In the first half of the year, European venture capital transactions raised nearly $57 billion, down just 4 per cent from the same period last year, according to the data provided by analytics firm PitchBook.
The war in Ukraine and a deepening energy crisis, along with the threat of recessions as central banks hike rates to curb runaway inflation have put a damper on risk appetite, virtually shutting down initial public offerings globally. Private investors awash with cash have been keen to put their money to work, allowing companies to put off listing to a later point in their life cycles than ever before.
“There’s still a lot of money to be invested, although private market investors are also being more careful, cautious and responsible,” said Jason Hutchings, head of private financing markets for Europe, the Middle East and Africa at UBS Group. “They are being more thorough in their due diligence, but we are still seeing more companies turn to private capital markets than pursue IPOs.”
This is bad news for Europe’s flagging IPO market, with just $6.4 billion raised over the first six months of 2022, according to the data compiled by Bloomberg. That’s a whopping 88 per cent slump from the same period a year ago, the data shows.
To be sure, companies that have grown up in an era of cheap credit and easy financing are finding that the path to private funding is fraught with difficulties of its own. Stock market volatility has weighed on valuations, forcing some startups to swallow hefty markdowns recently.
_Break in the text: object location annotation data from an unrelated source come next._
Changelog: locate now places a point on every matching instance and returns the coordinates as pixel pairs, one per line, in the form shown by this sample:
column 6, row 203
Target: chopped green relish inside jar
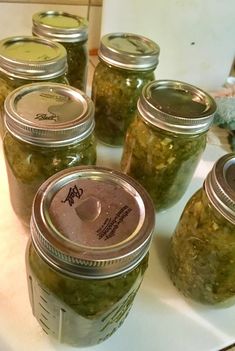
column 162, row 162
column 202, row 253
column 28, row 166
column 77, row 64
column 115, row 93
column 90, row 298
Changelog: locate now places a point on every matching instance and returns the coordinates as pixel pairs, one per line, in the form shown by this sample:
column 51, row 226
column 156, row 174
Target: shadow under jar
column 72, row 32
column 25, row 60
column 127, row 63
column 202, row 249
column 49, row 128
column 91, row 231
column 167, row 138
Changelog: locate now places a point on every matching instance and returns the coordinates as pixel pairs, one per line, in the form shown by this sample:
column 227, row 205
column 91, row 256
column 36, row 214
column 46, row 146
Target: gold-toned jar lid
column 32, row 58
column 220, row 186
column 60, row 26
column 92, row 221
column 176, row 107
column 129, row 51
column 49, row 114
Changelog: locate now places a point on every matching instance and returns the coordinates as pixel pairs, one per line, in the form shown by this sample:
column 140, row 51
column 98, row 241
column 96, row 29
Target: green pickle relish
column 72, row 32
column 25, row 60
column 202, row 249
column 85, row 267
column 49, row 128
column 127, row 63
column 165, row 141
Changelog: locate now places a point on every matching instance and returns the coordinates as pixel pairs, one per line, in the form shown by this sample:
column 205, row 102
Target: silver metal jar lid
column 176, row 107
column 60, row 26
column 32, row 58
column 49, row 114
column 92, row 221
column 220, row 186
column 129, row 51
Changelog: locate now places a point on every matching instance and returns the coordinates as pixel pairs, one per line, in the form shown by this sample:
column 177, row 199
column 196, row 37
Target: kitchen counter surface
column 161, row 319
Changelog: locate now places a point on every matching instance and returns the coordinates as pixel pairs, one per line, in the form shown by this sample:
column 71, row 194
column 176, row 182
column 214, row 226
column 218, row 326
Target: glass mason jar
column 25, row 60
column 49, row 128
column 127, row 63
column 202, row 249
column 91, row 230
column 72, row 32
column 165, row 141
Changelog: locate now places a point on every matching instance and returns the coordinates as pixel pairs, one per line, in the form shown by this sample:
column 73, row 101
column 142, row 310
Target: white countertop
column 160, row 320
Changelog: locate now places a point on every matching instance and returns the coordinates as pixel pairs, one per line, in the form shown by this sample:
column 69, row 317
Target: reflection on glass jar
column 165, row 142
column 83, row 273
column 72, row 32
column 202, row 249
column 127, row 63
column 24, row 60
column 50, row 127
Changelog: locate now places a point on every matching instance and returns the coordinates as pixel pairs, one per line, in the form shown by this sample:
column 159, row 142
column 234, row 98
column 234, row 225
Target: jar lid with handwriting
column 92, row 221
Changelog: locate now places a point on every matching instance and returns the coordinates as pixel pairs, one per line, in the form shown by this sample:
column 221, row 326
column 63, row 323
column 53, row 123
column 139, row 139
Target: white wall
column 196, row 37
column 16, row 19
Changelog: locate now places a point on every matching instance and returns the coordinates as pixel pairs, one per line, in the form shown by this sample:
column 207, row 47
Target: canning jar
column 202, row 249
column 127, row 63
column 49, row 128
column 165, row 141
column 25, row 60
column 91, row 230
column 72, row 32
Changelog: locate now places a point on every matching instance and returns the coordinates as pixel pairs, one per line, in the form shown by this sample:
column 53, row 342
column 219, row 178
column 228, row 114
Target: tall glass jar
column 25, row 60
column 127, row 63
column 202, row 249
column 91, row 230
column 49, row 128
column 167, row 138
column 72, row 32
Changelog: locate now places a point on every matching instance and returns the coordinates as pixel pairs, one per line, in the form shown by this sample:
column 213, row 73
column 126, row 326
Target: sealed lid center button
column 89, row 209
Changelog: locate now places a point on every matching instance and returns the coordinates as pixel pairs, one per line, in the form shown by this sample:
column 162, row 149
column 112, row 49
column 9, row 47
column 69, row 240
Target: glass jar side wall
column 202, row 253
column 115, row 93
column 28, row 166
column 79, row 311
column 161, row 161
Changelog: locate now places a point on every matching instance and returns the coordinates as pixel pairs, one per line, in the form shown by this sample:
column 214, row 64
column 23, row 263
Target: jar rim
column 129, row 51
column 109, row 242
column 59, row 114
column 32, row 58
column 52, row 24
column 176, row 106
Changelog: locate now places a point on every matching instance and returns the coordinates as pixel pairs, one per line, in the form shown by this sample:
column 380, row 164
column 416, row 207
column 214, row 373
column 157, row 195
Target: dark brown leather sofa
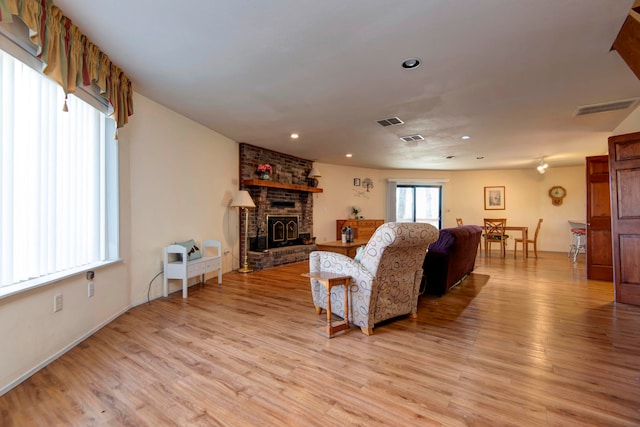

In a dramatic reversal, buy-now-pay-later giant Klarna Bank in July saw its valuation slashed to $6.7 billion, down from the $45.6 billion it achieved in June 2021. This came after a massive slump in the stock prices for its publicly traded competitors such as New York-listed Affirm Holdings. Start-ups have stepped up efforts to adjust. Keen to keep costs low and delay fresh funding rounds, companies ranging from online brokerage Trade Republic Bank to delivery firm Gorillas have laid off hundreds of employees in recent months.
“The heady days of free money, when growing companies could get funded simply for the asking are over,” said Hutchings.